You've told Python that your terminal accepts and properly displays latin-1 byte sequences (even though the terminal probably wants utf-8 ones and tells Python that, you've told Python to ignore what the terminal says about its encoding, or rather, what the OS says the terminal says:-).
So the byte of value 255 is sent as-is, and the terminal doesn't like it one bit (since the terminal doesn't actually accept latin-1!) and displays an error-marker.
Here's a typical example on my Mac (where the Terminal does actually accept 'utf-8'):
ozone:~ alex$ PYTHONIOENCODING=latin-1 python -c "print u'\xff'"
?
ozone:~ alex$ PYTHONIOENCODING=utf-8 python -c "print u'\xff'"
ÿ
ozone:~ alex$ python -c "print u'\xff'"
ÿ
Letting Python properly detect the terminal encoding on its own, or forcing it to what happens to be the right one, displays correctly.

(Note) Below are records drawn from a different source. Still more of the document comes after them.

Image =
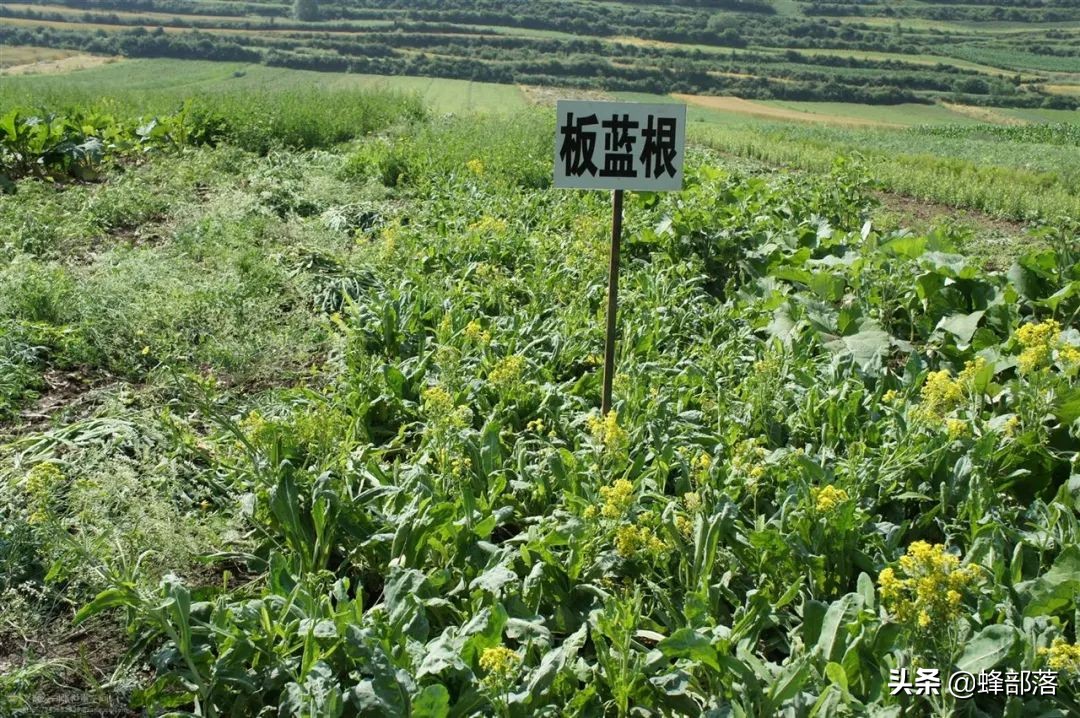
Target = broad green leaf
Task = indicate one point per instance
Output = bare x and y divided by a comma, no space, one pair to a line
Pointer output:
962,326
689,644
433,702
106,599
1067,406
988,648
1057,588
837,675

Forcing the encoding to one the terminal does not in fact accept, unsurprisingly, does not display correctly.
Should you ever attach to your machine's serial port an ancient teletype which does in fact accept latin-1 (but the OS doesn't detect that fact properly), PYTHONIOENCODING
will help you properly do Python I/O on that ancient teletype. Otherwise, it's unlikely that said environment setting will be of much use to you:-).